One of the most spectacular developments in modern biology is the discovery of gene
regulatory networks involved in pattern formation during embryo development (Davidson
2006). An important next step is to understand the regulatory structure and dynamics
of these networks; this will lead to fundamental new insights in developmental biology,
evolution and eventually to new medical applications. Disruptions in regulatory networks
play an important role in developmental malformations and diseases such as cancer. Most
of these networks are characterized by very complex regulatory structures. An additional
difficulty is that network dynamics vary across space and time and are influenced by
biomechanical events (e.g.formation of cell layers, cell migration, cell death, and cell
division). A simple graph representation showing the connections between genes does not
provide insight into the dynamical behaviour of such complex regulatory systems. Instead,
detailed dynamical models will be required. However, obtaining such models is not
straightforward. First of all, it is often not clear which network-modelling formalism
should be used. Due to the biochemical complexity of eukaryotic transcription, it is
currently impossible to derive network models from first principles (Reinitz et al.,
2003). Instead, many phenomenological formalisms have been used, from Boolean models
to differential equation models approximating transcriptional dynamics with sigmoid
functions to stochastic formalisms (de Jong, 2002).

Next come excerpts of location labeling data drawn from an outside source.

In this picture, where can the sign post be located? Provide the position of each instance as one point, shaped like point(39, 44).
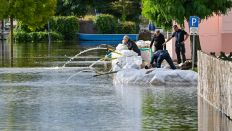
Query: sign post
point(194, 24)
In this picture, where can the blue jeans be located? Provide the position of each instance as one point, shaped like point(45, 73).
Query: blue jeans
point(163, 56)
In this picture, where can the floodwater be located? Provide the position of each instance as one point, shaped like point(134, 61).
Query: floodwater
point(36, 93)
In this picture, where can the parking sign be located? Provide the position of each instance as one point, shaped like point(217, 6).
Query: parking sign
point(194, 24)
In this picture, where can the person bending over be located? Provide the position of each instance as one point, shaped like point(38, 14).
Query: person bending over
point(158, 41)
point(131, 45)
point(158, 58)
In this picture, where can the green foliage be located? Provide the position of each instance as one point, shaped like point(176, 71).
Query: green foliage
point(67, 26)
point(127, 27)
point(33, 13)
point(72, 7)
point(105, 23)
point(162, 13)
point(126, 9)
point(36, 36)
point(89, 18)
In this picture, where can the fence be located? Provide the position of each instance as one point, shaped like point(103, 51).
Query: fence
point(215, 82)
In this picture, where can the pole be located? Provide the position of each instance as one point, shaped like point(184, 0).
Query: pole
point(193, 55)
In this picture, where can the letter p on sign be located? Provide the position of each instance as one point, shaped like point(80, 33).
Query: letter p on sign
point(194, 21)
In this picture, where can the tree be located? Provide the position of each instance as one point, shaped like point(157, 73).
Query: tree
point(164, 12)
point(33, 13)
point(72, 7)
point(127, 9)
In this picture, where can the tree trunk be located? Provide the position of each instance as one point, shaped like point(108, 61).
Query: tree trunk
point(197, 46)
point(2, 29)
point(11, 39)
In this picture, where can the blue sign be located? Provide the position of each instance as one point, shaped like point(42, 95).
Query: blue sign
point(194, 21)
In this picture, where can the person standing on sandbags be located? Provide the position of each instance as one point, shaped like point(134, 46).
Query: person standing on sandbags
point(181, 36)
point(158, 41)
point(158, 57)
point(131, 45)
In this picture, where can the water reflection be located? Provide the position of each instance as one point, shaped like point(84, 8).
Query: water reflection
point(44, 54)
point(210, 119)
point(39, 98)
point(169, 109)
point(44, 101)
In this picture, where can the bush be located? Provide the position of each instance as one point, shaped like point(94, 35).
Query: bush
point(36, 36)
point(127, 27)
point(105, 24)
point(89, 18)
point(66, 26)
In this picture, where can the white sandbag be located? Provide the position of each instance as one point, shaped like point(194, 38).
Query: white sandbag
point(156, 76)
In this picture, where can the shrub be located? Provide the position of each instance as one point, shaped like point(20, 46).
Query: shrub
point(66, 26)
point(127, 27)
point(89, 18)
point(105, 23)
point(36, 36)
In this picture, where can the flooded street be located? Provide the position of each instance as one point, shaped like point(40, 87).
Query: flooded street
point(36, 93)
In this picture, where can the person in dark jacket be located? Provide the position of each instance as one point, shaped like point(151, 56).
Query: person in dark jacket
point(181, 36)
point(131, 45)
point(158, 58)
point(158, 41)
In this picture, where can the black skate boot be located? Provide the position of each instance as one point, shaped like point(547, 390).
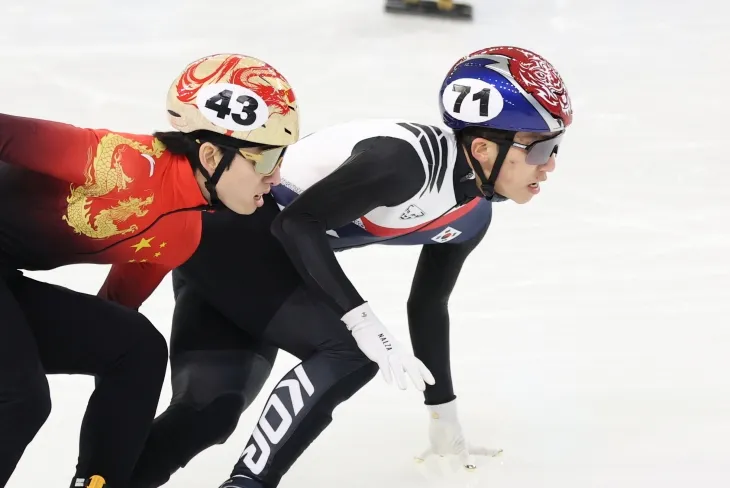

There are currently no widely
applicable guidelines for the choice of model, which depends on the specific problem
under study, as well as the availability and quality of expression data.
Another important challenge is the determination of model parameters. Even models of
moderately sized networks contain a large number of parameters, which determine production,
diffusion and decay rates as well as regulatory interactions or the regulatory topology
of a gene network. These parameters are often difficult (if not impossible) to measure.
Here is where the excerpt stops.